Deal comes after High Court justices ask why Palestinian prisoners not on strike are allowed to talk to attorneys, but not 1,000-plus strikers

Protesters at Ramallah's Nelson Mandela Square, May 3, 2017.
Nasser Nasser/AP

The Israel Prisons Service will allow the 1,000-plus hunger-striking Palestinian prisoners to meet with their attorneys, after an agreement was reached between the state and the Palestinian prisoner leadership and its legal representation, the Adalah Center for Minority Rights.

The deal was made after a petition was submitted to the High Court of Justice against the difficulties prison officials were creating for attorneys who wanted to meet with their clients, as a punishment for the hunger strike. These Palestinian prisoners have been on a hunger strike since April 17 to protest the conditions of their incarceration.

The High Court petition was filed last week, and Wednesday the two sides met in court. At the hearing the justices asked why the prisons were allowing convicts who weren’t on hunger strike to meet with their attorneys while blocking such meetings for hunger strikers. Upon hearing the justices’ remarks, the two sides held consultations outside the courtroom and came to the agreement.

Under the deal, the 17 lawyers in whose name the petition was filed will be contacted within the next two days about setting up meetings with their clients, while new requests will be examined in accordance with the law.

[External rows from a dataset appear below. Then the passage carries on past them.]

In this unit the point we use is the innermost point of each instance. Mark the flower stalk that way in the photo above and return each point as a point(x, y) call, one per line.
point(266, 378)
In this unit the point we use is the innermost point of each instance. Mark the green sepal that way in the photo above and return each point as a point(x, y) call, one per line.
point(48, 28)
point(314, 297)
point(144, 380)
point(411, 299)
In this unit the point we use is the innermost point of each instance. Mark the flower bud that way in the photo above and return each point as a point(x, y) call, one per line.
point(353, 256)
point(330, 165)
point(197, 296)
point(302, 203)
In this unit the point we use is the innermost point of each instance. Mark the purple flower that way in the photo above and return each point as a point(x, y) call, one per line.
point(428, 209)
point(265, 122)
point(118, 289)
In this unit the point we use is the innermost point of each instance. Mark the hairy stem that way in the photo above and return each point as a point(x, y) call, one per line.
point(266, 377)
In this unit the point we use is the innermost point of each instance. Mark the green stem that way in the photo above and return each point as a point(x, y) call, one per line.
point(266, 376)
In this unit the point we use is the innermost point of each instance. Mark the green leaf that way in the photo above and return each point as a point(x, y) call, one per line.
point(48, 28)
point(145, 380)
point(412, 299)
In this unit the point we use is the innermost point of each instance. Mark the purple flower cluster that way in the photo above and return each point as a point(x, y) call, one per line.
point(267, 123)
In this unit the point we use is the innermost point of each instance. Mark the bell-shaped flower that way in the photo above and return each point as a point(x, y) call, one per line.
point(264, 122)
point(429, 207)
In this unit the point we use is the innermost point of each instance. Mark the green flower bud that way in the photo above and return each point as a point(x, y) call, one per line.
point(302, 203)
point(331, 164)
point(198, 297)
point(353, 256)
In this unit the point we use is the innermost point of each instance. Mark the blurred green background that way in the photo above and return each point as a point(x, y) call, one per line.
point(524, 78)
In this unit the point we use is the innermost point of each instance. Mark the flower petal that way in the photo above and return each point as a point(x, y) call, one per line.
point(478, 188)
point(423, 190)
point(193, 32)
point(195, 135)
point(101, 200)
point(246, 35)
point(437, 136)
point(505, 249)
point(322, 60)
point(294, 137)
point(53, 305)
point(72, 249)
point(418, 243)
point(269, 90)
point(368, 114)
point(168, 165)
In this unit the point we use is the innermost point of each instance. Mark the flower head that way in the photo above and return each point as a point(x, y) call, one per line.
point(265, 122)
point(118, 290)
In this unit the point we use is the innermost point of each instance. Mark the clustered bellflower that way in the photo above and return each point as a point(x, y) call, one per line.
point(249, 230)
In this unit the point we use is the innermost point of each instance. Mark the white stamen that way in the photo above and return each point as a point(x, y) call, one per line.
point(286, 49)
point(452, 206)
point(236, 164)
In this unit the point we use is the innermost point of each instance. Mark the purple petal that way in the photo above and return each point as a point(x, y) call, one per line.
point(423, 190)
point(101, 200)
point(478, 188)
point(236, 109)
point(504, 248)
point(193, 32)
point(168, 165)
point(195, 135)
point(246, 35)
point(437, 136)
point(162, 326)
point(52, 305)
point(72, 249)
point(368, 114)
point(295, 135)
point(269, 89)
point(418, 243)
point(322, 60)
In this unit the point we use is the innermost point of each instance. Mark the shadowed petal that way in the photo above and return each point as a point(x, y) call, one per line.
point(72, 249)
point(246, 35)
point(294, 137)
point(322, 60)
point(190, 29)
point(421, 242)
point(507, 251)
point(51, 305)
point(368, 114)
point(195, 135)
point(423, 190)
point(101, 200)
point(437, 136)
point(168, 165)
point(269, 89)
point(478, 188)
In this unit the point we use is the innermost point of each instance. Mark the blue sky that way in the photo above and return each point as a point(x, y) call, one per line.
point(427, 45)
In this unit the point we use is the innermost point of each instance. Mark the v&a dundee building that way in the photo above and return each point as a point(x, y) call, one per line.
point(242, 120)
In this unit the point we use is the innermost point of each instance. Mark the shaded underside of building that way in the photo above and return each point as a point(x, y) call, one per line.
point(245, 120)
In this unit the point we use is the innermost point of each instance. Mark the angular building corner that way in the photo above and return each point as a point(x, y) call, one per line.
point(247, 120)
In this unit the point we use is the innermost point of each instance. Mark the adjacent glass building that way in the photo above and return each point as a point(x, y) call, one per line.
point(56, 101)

“It’s unfortunate that lawyers have to go to court to realize a constitutional right that isn’t in dispute, and to allow them to visit prisoners on hunger strike for 16 days,” said attorney Muna Haddad of Adalah. “The Palestinian prisoners were striking to protest the humiliating and inhumane conditions under which they’re held, and in response, the prisons service takes punitive measures that further violate their rights.”

As of Wednesday the prisons service was denying the hunger strikers any visitors and had cut off any means, including television and radio, that could provide them with information about what is going on outside the walls.

On Wednesday thousands of people gathered in Nelson Mandela Square in Ramallah to show support for the hunger strikers. The rally’s organizers said the choice of venue was not coincidental, as the Palestinians, including those imprisoned as Mandela had been, are fighting racism and believe in their freedom.